The next year, Berdichevsky cofounded Sila with Yushin and Alex Jacobs, another former Tesla engineer.
Hurdles and delays
The company spent the next decade tweaking its methods and materials, working through more than 50,000 iterations of the chemistry while scaling up its manufacturing capacity. Early on, it decided to develop drop-in materials that manufacturers of lithium-ion batteries could swap in, rather than pursuing the more expensive and riskier route of producing complete batteries itself.
Sila is not as far along as it had initially hoped to be, however.
After securing several million dollars from the US Department of Energy’s ARPA-E division, the company at one point told the research agency its materials could be in products by 2017 and in vehicles by 2020. In 2018, when Sila announced its deal with BMW, it said its particles could help power the German automaker’s EVs by 2023.
Berdichevsky says the company now expects to be in vehicles by “more like 2025.” He says that solving the “last mile” problems was simply harder than they expected. Challenges included working with battery manufacturers to get the best performance out of the novel materials.
“We were naïvely optimistic about the challenges of scaling and bringing products to market,” he said in an email.
The Whoop news signals that Sila was able to engineer the particles in a way that offers safety, life cycles, and other battery performance benchmarks similar to those achieved in existing products.
But it’s notable that Sila’s particles will provide only about 25% of the capacity in the battery’s anode, with standard graphite materials providing the rest.
Viswanathan says that the bigger test will be going from partially to fully replacing the graphite. That requires a greater level of precision and performance, which he describes as the difference between hitting a double and a home run.
In addition, he says, the company still faces significant challenges going from consumer devices to the more rigorous demands of electric vehicles. Cars, trucks, and buses need energy-dense, extremely safe batteries that charge rapidly and last for many life cycles, among other things. The problem with battery chemistry is that improving the materials and processes involved in one performance standard can often come at the cost of others, Viswanathan says.

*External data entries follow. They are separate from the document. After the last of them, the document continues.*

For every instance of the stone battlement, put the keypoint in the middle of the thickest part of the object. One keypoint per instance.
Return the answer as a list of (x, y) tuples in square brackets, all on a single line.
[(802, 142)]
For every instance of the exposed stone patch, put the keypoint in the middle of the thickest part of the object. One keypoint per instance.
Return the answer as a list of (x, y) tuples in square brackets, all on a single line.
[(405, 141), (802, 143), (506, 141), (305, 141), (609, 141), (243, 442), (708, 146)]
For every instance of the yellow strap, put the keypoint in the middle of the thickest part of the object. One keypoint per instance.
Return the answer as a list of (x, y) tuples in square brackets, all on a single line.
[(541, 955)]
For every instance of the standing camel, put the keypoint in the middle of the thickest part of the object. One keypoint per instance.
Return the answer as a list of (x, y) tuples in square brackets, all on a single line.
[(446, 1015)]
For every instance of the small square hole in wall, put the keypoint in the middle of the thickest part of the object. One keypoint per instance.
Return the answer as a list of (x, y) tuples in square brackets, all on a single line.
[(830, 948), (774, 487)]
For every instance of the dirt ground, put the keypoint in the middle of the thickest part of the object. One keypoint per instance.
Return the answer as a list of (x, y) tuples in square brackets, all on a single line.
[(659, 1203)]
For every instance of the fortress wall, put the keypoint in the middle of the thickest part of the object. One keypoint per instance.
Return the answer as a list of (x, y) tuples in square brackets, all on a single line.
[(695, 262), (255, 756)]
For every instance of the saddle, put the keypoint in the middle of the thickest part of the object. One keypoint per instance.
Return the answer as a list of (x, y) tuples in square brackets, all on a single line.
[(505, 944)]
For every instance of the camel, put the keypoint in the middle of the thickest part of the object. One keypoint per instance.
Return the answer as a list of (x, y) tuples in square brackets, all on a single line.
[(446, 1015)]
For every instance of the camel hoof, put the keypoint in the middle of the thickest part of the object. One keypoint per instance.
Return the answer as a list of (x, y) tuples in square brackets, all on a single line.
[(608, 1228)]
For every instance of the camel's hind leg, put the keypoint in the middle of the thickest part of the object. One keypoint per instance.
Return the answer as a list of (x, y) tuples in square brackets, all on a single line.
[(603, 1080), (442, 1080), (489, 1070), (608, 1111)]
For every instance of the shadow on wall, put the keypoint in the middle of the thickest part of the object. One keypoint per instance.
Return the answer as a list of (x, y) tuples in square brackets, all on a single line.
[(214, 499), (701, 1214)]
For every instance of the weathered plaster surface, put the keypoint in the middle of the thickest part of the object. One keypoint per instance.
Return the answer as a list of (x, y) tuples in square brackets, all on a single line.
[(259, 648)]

Berdichevsky says that Sila’s battery materials will fully replace graphite in its next commercial product, which he says is “locked and loaded” with a partner that he can’t yet announce. And unlike other promising battery materials earning press and investor attention these days, like lithium metal, Sila’s silicon materials are already in products.
“We’re big believers that hope and hype doesn’t change the world—shipping does,” he says.